Конечно, Артуро Триподи — чудо, сказал я. Но весь он — одно мышление. Он не действует, это голова без тела. То, что я читал, мне очень нравилось; но когда я его увидел в той душной комнате, меня просто ужаснуло, как чопорно он сидит; и пиджак с галстуком тоже ужаснул. А акцент у него неестественно резкий. Он что — нарочно его культивирует? Слово «бездушный» кажется метафорой, пока не встретится вот такой, с таким нечеловечески бледным лицом и огромным серым лбом. Да еще и глухой. Рядом с ним я безграмотный, суетливый — какой угодно, — но живой, черт возьми!
Моя реакция Руперта восхитила, и вскоре после того он пригласил меня посмотреть неотредактированную запись своей программы.
— Там есть ключ к нему, но боюсь, что последнюю правку этот ключ не переживет, — сказал Руперт. — Жена настаивает, чтобы я его сохранил.
Мы встретились в здании Би-би-си на Шепердз-буш. Запись смотрели в студии, которая выглядела лабораторией, а пахла старой, душной гостиной. На столе, покрытом скатертью, толпились использованные пластмассовые чашки, полные окурков, и торчал стеклянный графин с мутной водой на донышке. Я ненавижу все эти студии. Я всегда знал, что не смогу работать на радио или телевидении, потому что все там делается в комнатах без окон.
— Поехали, — сказал Руперт. Ему, как всегда, не терпелось, глаза блестели. Я узнал дом Триподи. — Это самое начало. Для моего вступления. А может, мы его самого пустим, чтобы говорил, пока титры идут.

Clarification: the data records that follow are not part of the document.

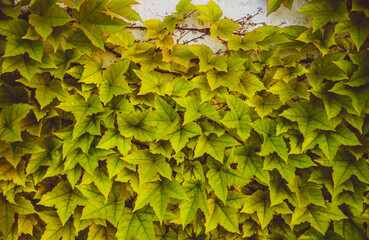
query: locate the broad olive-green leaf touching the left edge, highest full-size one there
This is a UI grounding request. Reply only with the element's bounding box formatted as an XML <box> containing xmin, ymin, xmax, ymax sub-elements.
<box><xmin>0</xmin><ymin>19</ymin><xmax>43</xmax><ymax>62</ymax></box>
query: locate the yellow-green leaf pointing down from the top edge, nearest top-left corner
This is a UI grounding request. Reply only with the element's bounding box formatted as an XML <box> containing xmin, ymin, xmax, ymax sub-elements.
<box><xmin>29</xmin><ymin>0</ymin><xmax>72</xmax><ymax>40</ymax></box>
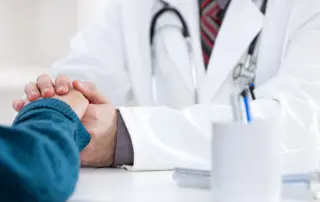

На экране был дом в Фулеме, потом парк, Ил-Брук Комэн, Масгрэйв-кресент, вдали Кингз-роуд; потом камера перешла на ближний план, мягко въехала внутрь дома, прошлась по книжным шкафам и остановилась на кресле, где сидел Артуро Триподи.
— Джулиан назвал это своей «линией Феллини», — прокомментировал Руперт.
— Романа, как такового, больше не существует, — сказал Триподи. — Эта форма себя изжила. Как сонет. Как пьеса в стихах. Неужели кто-то еще верит в роман?
— А что придет ему на смену?
Голос Руперта, но сам он оставался за кадром.
— А разве он не глухой? — спросил я.
— Вопросы были на больших кусках картона. Наша девушка держала их у меня над головой.
— Что уже пришло ему на смену? Нечто, более похожее на автобиографию или мемуары. Как раз поэтому так важен Свево. Он современнее Джойса. Джойс это знал, потому и старался привлечь внимание европейских интеллектуалов.